If you are concerned about the cost of water, consider the benefits of installing water-efficient, low-throw sprinklers or micro-irrigation systems that water your plants but not the spaces in between.
Add organic matter
In South Australia, covering garden beds with a generous layer of organic mulch is a practice that is now widely adopted.
On a very hot day, effective mulch can reduce water loss (evaporation) by 50 to 70 per cent. But of greater importance is the ability of mulch to protect plants during a heatwave by dropping soil temperatures around the roots by 10C to 15C.
Dig it in
When organic matter is composted it has the remarkable ability of being able to absorb 20 to 30 times its own weight in water.
When dug in to the top 15-20 cm of soil, it acts like a giant sponge. Every time it rains or you irrigate, it holds on to the moisture, where it can be used by the roots of plants in the garden.
During hot weather, this practice has the potential to protect your plants from significant heat stress.
The missing element: shade
When temperatures climb into the 40s and over for an extended period, experience over the past decade has shown the combination of effective watering, mulching and incorporating organic matter into the topsoil is no longer sufficient to protect plants from significant heat stress.
I believe the missing element involves shade – or at least, temporary shade – during the heat of summer.
Ideally, we’re talking about 50 per cent white shade cloth, but in essence any kind of shading material is suitable.
The aim must be to keep both air and soil temperatures below 40C. Shading has the potential to:
■ Drop air temperatures in and around a plant’s canopy by 15-25C.
■ Drop topsoil temperatures by 10-15C.
■ Air temperatures: In the full summer sun, these can range between 55C and 65C.
Under shade cloth they are likely to range between 32C and 45C. (At 45C plants may stress but the leaves will not burn – providing the soil is mulched and moist).
■ Soil temperatures: Topsoil temperatures in full sun are likely to range between 35C and 50C.
Under shade they should remain between 30C and 40C.(Adding mulch can reduce soil temperatures by a further 5-10C.)
CALL FOR CHANGE
Back in 2013, I called on the retail garden industry to take the need for temporary home garden shade protection seriously.
All gardeners need is a simple (attractive) framework with a shade cloth covering that can be erected at the beginning of the heatwave season (usually early January), and removed when the risk of heat has gone (late February).

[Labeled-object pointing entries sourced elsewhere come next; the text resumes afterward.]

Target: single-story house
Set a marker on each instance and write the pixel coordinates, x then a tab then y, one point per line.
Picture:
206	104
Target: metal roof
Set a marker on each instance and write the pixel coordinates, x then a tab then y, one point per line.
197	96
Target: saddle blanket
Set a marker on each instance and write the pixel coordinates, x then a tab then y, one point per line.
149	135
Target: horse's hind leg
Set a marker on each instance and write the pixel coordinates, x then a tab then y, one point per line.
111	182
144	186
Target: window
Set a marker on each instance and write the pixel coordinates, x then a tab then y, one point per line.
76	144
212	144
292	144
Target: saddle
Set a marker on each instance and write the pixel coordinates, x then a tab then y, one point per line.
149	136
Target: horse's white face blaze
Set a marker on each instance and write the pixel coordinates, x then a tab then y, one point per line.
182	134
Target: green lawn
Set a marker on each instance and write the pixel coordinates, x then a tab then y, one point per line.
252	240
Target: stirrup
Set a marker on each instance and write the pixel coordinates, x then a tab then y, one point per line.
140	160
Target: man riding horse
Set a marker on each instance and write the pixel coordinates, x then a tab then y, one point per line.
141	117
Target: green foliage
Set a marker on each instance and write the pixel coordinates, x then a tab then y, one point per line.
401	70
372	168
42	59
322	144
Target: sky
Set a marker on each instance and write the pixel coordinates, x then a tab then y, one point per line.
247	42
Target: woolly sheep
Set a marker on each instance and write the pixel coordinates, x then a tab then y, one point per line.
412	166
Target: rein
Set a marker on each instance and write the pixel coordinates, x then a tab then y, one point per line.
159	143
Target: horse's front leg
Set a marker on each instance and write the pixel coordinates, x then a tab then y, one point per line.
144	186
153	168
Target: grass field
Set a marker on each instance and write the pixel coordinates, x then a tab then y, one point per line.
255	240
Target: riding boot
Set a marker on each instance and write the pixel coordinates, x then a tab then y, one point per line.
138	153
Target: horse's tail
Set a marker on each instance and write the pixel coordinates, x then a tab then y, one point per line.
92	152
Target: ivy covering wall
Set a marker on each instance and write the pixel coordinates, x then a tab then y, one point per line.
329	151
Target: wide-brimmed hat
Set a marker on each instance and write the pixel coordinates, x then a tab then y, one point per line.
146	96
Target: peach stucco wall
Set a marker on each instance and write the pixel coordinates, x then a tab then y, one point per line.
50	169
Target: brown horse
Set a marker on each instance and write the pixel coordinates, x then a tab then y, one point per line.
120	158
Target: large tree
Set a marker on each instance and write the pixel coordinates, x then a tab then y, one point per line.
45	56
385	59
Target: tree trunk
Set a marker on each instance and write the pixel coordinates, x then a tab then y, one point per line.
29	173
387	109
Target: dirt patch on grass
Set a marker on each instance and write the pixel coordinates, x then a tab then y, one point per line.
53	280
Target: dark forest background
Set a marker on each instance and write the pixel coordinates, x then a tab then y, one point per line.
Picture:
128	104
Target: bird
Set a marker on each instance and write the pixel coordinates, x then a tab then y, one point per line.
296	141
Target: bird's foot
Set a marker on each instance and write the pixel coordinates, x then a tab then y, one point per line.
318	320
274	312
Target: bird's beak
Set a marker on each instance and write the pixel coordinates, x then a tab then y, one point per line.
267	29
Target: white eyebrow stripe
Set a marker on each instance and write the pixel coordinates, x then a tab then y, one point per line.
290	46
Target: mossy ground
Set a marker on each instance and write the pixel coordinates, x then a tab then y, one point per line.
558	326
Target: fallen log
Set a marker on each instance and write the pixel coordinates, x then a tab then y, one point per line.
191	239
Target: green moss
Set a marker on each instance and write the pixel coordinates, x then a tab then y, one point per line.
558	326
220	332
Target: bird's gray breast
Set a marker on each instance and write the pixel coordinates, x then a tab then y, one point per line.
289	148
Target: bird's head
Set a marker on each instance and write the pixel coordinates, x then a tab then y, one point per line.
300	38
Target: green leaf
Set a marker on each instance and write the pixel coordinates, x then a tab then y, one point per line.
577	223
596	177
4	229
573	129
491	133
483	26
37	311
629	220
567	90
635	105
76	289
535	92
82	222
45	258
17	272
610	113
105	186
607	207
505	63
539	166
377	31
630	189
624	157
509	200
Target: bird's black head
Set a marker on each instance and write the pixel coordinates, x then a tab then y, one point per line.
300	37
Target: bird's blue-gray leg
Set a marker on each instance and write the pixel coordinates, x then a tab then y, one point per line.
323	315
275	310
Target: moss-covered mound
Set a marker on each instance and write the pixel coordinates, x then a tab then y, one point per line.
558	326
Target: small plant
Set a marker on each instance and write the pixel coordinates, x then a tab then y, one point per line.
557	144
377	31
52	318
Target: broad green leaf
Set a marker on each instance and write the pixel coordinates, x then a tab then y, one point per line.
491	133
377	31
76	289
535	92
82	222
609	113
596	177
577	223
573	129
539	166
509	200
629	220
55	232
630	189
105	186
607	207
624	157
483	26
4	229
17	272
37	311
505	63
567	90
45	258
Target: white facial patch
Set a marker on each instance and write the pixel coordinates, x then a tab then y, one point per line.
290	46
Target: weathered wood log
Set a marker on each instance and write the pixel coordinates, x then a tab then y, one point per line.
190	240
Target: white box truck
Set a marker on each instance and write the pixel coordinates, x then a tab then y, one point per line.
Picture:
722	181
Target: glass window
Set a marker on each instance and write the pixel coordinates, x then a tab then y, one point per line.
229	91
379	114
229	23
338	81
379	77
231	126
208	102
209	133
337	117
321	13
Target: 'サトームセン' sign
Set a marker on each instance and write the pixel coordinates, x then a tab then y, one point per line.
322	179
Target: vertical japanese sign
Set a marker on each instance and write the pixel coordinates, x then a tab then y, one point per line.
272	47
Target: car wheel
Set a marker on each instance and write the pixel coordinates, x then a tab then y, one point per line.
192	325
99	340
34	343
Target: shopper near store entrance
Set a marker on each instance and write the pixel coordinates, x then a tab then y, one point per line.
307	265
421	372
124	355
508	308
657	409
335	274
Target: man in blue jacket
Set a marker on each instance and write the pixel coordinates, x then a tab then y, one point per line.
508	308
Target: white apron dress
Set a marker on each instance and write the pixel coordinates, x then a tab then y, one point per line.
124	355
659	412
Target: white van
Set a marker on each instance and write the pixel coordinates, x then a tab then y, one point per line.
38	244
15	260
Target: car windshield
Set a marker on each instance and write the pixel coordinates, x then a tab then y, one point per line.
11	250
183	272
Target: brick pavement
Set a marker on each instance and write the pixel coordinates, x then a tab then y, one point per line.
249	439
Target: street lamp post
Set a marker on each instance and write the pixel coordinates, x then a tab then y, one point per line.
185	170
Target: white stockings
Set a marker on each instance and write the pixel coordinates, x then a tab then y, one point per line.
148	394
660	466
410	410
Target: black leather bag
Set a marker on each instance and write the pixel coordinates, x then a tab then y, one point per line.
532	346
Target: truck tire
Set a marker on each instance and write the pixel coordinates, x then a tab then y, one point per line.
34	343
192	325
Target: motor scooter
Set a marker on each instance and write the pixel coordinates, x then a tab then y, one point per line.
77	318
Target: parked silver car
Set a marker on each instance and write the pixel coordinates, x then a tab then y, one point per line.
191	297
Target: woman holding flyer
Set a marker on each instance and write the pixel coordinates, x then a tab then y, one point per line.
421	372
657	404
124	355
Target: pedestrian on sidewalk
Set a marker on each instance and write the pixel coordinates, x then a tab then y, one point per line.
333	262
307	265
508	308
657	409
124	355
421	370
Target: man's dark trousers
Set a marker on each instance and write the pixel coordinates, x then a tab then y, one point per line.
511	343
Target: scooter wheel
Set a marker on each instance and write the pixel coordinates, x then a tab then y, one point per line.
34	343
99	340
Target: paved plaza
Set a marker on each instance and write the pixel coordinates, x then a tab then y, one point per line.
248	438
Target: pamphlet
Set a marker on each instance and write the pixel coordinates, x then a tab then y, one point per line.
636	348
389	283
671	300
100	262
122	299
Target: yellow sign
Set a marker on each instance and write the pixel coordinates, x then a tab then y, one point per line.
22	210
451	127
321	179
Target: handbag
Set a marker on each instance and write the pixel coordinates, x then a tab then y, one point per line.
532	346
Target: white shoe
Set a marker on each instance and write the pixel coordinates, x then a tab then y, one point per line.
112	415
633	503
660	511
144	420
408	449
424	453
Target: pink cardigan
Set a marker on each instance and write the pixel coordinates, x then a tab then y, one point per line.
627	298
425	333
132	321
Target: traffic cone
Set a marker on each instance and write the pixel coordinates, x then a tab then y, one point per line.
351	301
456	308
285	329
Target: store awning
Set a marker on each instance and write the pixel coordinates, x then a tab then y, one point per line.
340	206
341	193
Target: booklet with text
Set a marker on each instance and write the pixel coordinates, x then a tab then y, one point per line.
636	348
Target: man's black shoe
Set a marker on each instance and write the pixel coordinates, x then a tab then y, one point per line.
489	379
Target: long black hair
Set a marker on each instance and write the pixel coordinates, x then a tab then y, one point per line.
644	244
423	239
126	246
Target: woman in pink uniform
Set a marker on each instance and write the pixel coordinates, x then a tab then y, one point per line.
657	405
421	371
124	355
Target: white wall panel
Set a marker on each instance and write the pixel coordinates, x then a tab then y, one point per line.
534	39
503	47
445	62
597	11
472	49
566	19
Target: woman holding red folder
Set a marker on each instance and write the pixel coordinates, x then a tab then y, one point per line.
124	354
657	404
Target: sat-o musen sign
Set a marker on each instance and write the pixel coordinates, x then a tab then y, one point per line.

Sadly, we are still waiting.
WEEKLY REMINDERS
Planting
Trees, shrubs, groundcovers and climbers can all be planted with confidence at the moment, but don’t wait too long. They need time to establish a strong root system that will allow them to withstand the stresses of our summer heat.
Insects
Don’t spray aphids and caterpillars unless you really have to, as hot weather and natural predators will keep numbers in check. If needed, control caterpillars on vegetables and bushes by spraying with Dipel or Success Ultra. Both are non-hazardous chemicals and don’t harm the environment when used as directed.
Ants
Watch for ants in the garden as they spread aphids and scale insects, as well as fungal diseases, from one area to another. They are easily controlled if you find their nesting holes and spot spray with an ant nest insecticide.
Fertiliser
Fruit trees, particularly citrus, use a great deal of energy producing new spring growth. If you have not fed your trees this season, apply a balanced fertiliser under the tree’s canopy as soon as possible and water this into the top soil.
Roses
Extend the flowering period of roses by removing spent blooms regularly. Cut very long stems to keep the bushes in shape and stimulate new growth. Add a measuring cup of complete fertiliser to the soil if they have not been fed since early September.
Pruning
Don’t forget to trim Australian natives that have finished flowering. They should be cut back each year to encourage new growth.